So yes, I agree. There is no valid god hypothesis, so there can be no god evidence, so let’s stop pretending the believers have a shot at persuading us.
Incidentally, I should point out that Professor Myers’ assertion that belief in God is unfalsifiable is factually incorrect. In my post, My faith is falsifiable, Professor Coyne. Is yours? (October 12, 2010), I listed no less than seven observations that I believe would falsify theism, as well as some observations that would falsify Intelligent Design. Additionally, Myers’ assertion that any good scientific evidence would have to be replicable begs the question. There is no reason in principle why a single observation could not establish the existence of a supernatural Agent, provided that it was sufficiently well-attested. (For instance, if a very large number of people observed and videotaped the resurrection of a corpse on just one occasion, that observation alone would warrant the conclusion that a supernatural Agent was responsible, since such an event would constitute a violation of the Second Law of Thermodynamics, which is something that no natural agent could possibly bring about.) Finally, Myers’ argument that if an observation is scientifically replicable, it must be natural, merely establishes that a supernatural Being cannot be observed. What Myers fails to consider, however, is the possibility that a scientifically replicable measurement of some property of the cosmos as a whole (e.g. its fine-tuning, or its finite age) might lead us to infer that the cosmos itself was designed. Anything which designed the cosmos as a whole would of course be a supernatural Agent.
Professor PZ Myers is not alone in his conviction that nothing could possibly persuade him of the existence of God. Evolutionary biologist Richard Dawkins recently made the same frank admission – which is rather surprising, as he had previously described himself as 6.9 out of 7 on a seven-point scale of religious belief, ranging from strong theism (1) to strong atheism (7). But in a December 2013 interview with atheist philosopher Peter Boghossian, Professor Dawkins forthrightly declared that there was no conceivable evidence that would convince him of the existence of God. (The relevant portion of the interview starts at 12:30 and continues to 15:30.)

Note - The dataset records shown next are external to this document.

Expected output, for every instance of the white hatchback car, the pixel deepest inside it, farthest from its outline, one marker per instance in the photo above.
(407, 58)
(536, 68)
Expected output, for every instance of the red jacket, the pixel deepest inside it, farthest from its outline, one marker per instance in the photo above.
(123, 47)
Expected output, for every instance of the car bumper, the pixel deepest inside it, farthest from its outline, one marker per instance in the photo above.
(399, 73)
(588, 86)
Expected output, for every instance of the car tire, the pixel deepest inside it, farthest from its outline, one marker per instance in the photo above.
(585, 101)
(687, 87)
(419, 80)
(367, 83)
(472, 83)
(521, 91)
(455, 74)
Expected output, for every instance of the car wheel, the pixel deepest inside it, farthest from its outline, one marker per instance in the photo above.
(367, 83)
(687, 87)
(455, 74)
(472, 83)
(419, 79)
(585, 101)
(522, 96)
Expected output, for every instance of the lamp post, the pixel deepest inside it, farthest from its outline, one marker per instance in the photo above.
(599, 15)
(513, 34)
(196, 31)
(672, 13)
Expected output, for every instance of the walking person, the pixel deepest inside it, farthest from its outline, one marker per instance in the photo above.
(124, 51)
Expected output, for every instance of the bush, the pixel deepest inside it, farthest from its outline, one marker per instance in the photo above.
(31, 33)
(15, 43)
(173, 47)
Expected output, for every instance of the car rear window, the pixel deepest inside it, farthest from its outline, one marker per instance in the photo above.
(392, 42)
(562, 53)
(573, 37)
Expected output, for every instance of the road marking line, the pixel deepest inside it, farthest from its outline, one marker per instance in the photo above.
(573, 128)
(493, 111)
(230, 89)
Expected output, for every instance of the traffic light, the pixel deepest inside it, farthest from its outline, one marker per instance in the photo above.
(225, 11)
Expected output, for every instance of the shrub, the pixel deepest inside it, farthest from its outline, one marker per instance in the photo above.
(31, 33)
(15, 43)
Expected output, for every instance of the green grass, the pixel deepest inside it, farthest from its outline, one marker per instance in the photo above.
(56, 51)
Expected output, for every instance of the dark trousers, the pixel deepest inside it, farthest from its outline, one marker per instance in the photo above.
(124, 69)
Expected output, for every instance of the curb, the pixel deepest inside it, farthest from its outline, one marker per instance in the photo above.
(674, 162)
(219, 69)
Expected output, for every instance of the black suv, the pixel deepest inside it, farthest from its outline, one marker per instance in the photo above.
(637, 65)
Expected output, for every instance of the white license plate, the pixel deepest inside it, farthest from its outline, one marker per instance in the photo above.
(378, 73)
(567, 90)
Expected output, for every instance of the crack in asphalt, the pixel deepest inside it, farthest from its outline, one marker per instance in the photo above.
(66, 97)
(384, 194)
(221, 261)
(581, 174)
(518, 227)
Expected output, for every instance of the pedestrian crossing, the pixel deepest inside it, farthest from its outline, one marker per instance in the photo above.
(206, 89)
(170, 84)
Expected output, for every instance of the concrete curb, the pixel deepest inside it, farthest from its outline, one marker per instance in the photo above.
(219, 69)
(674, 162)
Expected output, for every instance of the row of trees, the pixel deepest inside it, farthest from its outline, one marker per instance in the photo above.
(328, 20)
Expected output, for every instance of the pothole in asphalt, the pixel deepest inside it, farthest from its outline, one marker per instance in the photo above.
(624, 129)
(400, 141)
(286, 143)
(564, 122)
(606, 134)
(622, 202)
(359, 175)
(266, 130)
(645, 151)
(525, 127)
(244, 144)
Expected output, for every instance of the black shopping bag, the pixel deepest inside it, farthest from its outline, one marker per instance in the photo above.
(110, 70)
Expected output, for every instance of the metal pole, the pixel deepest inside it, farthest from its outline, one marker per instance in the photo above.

In the clip, Dawkins claimed to have been persuaded by Steve Zara (a regular contributor to his blog) that even if he were to witness what appeared to be a sign from God, either hallucination or trickery by technologically advanced aliens would be a more probable explanation for the phenomenon. When Boghossian pressed him, “What would persuade you?”, Dawkins replied (15:10), “Well, I’ve started to think nothing would, which in a way goes against the grain, because I’ve always paid lip service to the view that a scientist should change his (sic) mind when evidence is forthcoming. The trouble is, I can’t think what that evidence would look like.” As one reviewer summed it up (Dawkins Finally Admits He is Closed-Minded About the Existence of God, December 20, 2013):
This is a video clip that should be shown in churches everywhere. Dawkins, with agreement from Boghossian, has just admitted that if God Himself were to appear to Dawkins, complete with mind-boggling displays of miraculous power, all during the second coming of Christ, he would NOT consider that evidence for God’s existence. Well, if an empirical demonstration of God and miracles would not count as evidence for God’s existence, then nothing will. And that is essentially what he confesses at the end of the clip.
Two leading evolutionary biologists, PZ Myers and Richard Dawkins, have both publicly stated that no amount of evidence could persuade them of the existence of God. I ask: how much more ideologically biased could you get than that?
To be fair, I should point out that evolutionary biologist and Gnu Atheist Jerry Coyne has publicly stated that he could be convinced of the existence of God by sufficiently strong evidence, although he adds that in his opinion, no good evidence has been forthcoming. Coyne’s article is well worth reading: he has put some serious thought into the matter.
3. Professor Michael Behe explains why theists are less biased than scientific materialists
In an Apologetics 315 interview with Brian Auten on August 28, 2013, Intelligent Design advocate and biochemist Michael Behe made a highly persuasive case that theists are less biased than scientific materialists when examining the question of how life emerged on Earth, since theism does not rule out Darwinism, whereas materialism precludes the possibility of Intelligent Design at the very outset:
BA: Well, we mentioned there how hotly some of these issues are debated, and when I’m thinking about this I wonder, you know, why does this issue get so passionate? So, what do you think is at stake here? Are you just this foolish dissenter? Are you attacking the foundations of science? My question here is, why do you think the arguments against your view are so heated?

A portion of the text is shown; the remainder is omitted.